As a kid, I thought of a cross-cultural missionary as a church planter or community developer sent by a denominational agency to some remote country of Latin America, Asia or Africa. Frankly, that definition left most of us comfortably outside of any of the possible lines of responsibility.
As I grew older I realized that my childhood image was not all that Biblical. The Bible seems to be quite clear that we all have been selected (elected) for a mission, not just some of us. And this mission seems to be as wide and diverse as God’s good creation. Thus, a business person is as much called to be a missionary as a pastor or community developer.
But there is also another sense in which my childhood image has altered with the passage of time. No longer does one need to be sent as a church planter or community developer to rub shoulders with people from other culture. Whether our mission is business, or being a student, or even just being a tourist, most of us will frequently come into contact with people from other cultures — if not in other countries, then next door. So that the hog farmer from Iowa who hires immigrants from Central America may be as much called to cross-cultural missions as are my wife Jeannie and I.
As we move from the idea that only a select few of us are missionaries to the more Biblical understanding that God has called each of us to a mission there are questions we must ask:
- How do we disciple each other to do cross-cultural missions “WITH” and not “TO” or “FOR” other people?

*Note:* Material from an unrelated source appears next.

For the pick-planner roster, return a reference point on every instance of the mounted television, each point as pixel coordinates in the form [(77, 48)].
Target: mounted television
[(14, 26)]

- How do we harvest for all of our benefits the wealth of experience our denominational agencies have gained (most often through the school of hard knocks!), in doing mission in a way that empowers others rather than makes them dependent?
Yesterday I talked with people at Third CRC in Lynden, Washington, who are making mission “WITH” rather than “TO” or “FOR” part of the DNA of their church. Phrases like “grace flows to the lowest places” and ministry to the “least, last and lost” in the “hard places” weave naturally into their conversations. They attribute this to vision trips they have taken to Guatemala under the leadership of Joel Van Dyke, a CRWM missionary supported by their church.
Joel Van Dyke distinguishes vision trips from mission trips. The purpose of a mission trip is to do. The purpose of a vision trip is to see. A vision trip is an invitation for an outsider to come and see what God is doing through local, grassroots leaders who are serving their own people in hard places.
But it is not that vision trips are all seeing and no doing. It is that the doing takes places when the visitors go back home. The whole vision trip is a challenge to each participant to re-imagine and broaden their own personal understanding of life and mission.
My new friends at Third Lynden told me how they had begun to identify the hard places in their own community — many of which they had not even noticed before. They excitedly shared how they had begun to develop deep relationships with residents of a trailer park and how skateboarding was providing a bridge to at-risk youth.
And I wondered if I had seen part of the answer to my questions.